Getting to explore and wander the city I enjoyed so much the first time was a perfect way to spend a misty Fall weekend. But seeing two of the world’s best art museums was an incredible experience.

Marc Chagall
The Kite 1926

The Albertina was this glorious palace built in the 17th C. originally as a Court Construction Office and later became the Palais Taroucca as the Court director refurbished it and made it his residence. In 1919, possession passed from the Hapsburgs to the (newly-founded) Republic of Austria to whom it still belongs.

Still Life with Guitar
Picasso 1942

They house a permanent Modernism exhibit, displaying rooms and rooms of Picassos, Klees, Delveauxs, Chagalls, and Delaunays. The pieces were stunning, but I still prefer Impressionism.

Paul Delveaux
Landscape with Lanterns 1958

The Leopold Museum on the other hand was only opened in 2001 and mainly displays Austrian works of art from the 19th and 20th C. It houses the world’s largest collection of Egon Schiele. The core of the museum shows the gradual shift from Secession to Art Nouveau to Expressionism.

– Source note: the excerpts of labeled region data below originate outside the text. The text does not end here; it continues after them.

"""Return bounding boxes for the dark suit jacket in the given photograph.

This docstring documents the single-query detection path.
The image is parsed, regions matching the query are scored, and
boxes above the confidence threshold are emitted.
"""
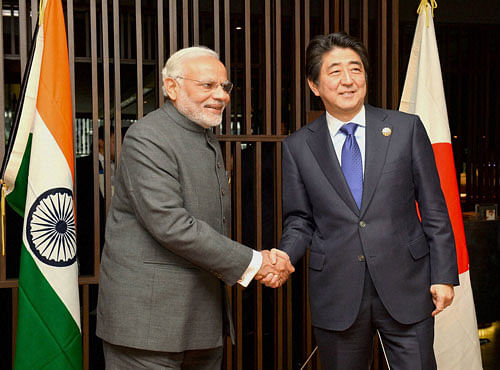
[280,105,458,330]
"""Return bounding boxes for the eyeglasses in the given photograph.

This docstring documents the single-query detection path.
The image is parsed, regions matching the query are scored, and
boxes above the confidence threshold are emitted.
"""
[171,76,233,94]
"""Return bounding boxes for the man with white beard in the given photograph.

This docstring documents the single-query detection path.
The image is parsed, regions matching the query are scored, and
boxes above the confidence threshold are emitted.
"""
[97,47,294,369]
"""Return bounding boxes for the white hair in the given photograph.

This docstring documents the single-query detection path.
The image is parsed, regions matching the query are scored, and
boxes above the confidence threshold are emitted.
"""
[161,46,219,96]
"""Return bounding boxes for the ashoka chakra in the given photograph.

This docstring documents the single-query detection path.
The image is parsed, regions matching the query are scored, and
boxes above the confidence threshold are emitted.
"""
[26,188,76,266]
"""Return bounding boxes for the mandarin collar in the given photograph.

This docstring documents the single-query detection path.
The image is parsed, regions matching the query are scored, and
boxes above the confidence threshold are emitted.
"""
[162,99,210,133]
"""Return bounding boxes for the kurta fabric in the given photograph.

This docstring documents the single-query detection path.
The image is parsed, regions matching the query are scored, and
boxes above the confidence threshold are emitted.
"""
[97,101,252,352]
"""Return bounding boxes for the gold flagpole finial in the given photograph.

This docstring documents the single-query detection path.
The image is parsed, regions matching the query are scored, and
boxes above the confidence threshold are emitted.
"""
[0,180,7,256]
[417,0,437,27]
[38,0,47,27]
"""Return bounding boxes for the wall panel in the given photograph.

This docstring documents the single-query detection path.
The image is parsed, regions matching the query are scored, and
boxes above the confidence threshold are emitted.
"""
[0,0,406,369]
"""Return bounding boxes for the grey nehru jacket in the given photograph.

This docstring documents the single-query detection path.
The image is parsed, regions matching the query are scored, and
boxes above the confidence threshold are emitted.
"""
[97,101,252,352]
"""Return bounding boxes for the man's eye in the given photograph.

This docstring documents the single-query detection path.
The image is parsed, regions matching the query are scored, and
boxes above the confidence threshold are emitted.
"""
[201,82,215,90]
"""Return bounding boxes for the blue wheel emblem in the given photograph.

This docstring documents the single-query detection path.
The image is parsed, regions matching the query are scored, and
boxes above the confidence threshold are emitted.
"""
[26,188,76,267]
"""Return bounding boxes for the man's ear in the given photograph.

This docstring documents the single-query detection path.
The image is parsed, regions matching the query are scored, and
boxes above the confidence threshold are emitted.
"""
[163,77,179,102]
[307,79,319,96]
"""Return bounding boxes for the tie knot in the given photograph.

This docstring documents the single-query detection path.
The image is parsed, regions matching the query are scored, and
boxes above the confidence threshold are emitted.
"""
[340,122,358,136]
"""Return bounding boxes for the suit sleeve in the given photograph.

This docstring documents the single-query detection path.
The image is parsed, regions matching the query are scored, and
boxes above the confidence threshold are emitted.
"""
[412,117,459,285]
[279,140,314,264]
[120,129,252,284]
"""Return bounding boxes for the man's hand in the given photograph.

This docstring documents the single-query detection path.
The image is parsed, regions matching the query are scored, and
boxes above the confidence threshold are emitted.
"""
[430,284,455,316]
[255,249,295,288]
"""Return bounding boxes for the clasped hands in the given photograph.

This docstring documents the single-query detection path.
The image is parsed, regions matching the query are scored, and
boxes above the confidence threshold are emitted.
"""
[255,248,295,288]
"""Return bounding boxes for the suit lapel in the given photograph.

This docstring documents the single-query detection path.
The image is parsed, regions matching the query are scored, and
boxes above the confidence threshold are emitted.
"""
[361,105,393,216]
[307,114,359,215]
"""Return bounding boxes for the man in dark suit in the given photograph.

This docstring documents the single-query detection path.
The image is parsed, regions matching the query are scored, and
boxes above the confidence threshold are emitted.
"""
[280,33,458,370]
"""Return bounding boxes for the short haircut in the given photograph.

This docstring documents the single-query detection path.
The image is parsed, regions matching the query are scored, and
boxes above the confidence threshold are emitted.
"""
[306,32,369,85]
[161,46,219,96]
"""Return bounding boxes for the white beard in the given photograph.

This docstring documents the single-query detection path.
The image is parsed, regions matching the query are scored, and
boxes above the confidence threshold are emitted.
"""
[176,88,225,128]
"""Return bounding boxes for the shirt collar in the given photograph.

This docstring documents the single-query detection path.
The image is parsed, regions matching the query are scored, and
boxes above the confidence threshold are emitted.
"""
[326,105,366,136]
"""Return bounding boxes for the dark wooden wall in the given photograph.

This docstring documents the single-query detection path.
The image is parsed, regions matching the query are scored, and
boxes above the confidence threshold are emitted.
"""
[5,0,500,369]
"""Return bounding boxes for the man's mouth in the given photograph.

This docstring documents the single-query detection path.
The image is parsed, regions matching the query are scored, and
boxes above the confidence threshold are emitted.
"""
[340,91,356,98]
[205,104,225,114]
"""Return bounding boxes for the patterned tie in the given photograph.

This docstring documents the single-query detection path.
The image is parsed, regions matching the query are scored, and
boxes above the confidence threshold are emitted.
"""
[340,122,363,208]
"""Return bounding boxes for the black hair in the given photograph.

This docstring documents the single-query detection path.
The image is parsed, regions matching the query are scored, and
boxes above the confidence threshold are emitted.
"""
[306,32,369,85]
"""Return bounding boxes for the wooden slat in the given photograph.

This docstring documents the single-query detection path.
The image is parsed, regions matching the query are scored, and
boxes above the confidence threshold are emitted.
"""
[213,0,220,135]
[168,0,177,55]
[135,0,144,119]
[254,141,264,370]
[264,1,272,135]
[323,0,330,35]
[361,0,370,50]
[380,0,387,108]
[113,0,122,165]
[333,0,340,32]
[90,0,100,276]
[9,3,15,55]
[193,0,200,45]
[156,0,165,107]
[182,0,189,48]
[223,0,231,135]
[344,0,351,33]
[274,0,282,135]
[245,0,252,135]
[293,0,302,131]
[391,0,399,109]
[101,1,111,214]
[300,0,311,114]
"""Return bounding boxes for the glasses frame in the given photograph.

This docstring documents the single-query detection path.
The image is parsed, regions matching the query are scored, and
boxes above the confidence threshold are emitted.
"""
[170,76,234,95]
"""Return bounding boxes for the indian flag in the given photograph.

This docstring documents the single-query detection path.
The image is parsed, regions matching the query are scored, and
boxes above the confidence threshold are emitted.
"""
[399,0,482,370]
[4,0,82,369]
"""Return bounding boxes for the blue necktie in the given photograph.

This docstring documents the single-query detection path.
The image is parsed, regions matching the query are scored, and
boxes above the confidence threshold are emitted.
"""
[340,122,363,208]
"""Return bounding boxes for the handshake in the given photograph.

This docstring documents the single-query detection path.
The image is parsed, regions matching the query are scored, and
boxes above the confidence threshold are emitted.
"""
[255,248,295,288]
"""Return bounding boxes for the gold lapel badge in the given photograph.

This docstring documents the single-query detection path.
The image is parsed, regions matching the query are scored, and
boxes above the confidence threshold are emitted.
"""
[382,127,392,136]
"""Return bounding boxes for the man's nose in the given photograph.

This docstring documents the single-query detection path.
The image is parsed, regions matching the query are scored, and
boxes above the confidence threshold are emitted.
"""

A little piece of my life has been completed after a visit to the Leopold, as I got the chance to see my favorite piece of art of all time. “The Great Wave off Kanagawa” was being shown as part of the “Japan – Fragilität Des Dasiens” (Fragility of Existence) Exhibit. It was a beautiful collection of artwork – wood-block prints, calligraphy scrolls, painted panels, nature photography-  and infused the art patrons with a sense of serenity and revelry of nature.

My mom has had a print of “The Great Wave off Kanagawa” hanging in her office for years and years while I was growing up. I would see it in passing day after day but never particularly proclaimed it as lovely, it was just part of the scene, unthought of and passed over. She didn’t know and I didn’t know that I would grow to love the image so very much just through being in its presence as a child. I surprised even myself when I saw the image at school once and my heart filled with excitement and certainty of my love of it. It proves the significance of our environment and the influence it suffuses over our lives and its power to affect you subconsciously.

Katsushika Hokusai
The Great Wave off Kanagawa 1829–32

So surround yourself with good things, good people, and good adventures!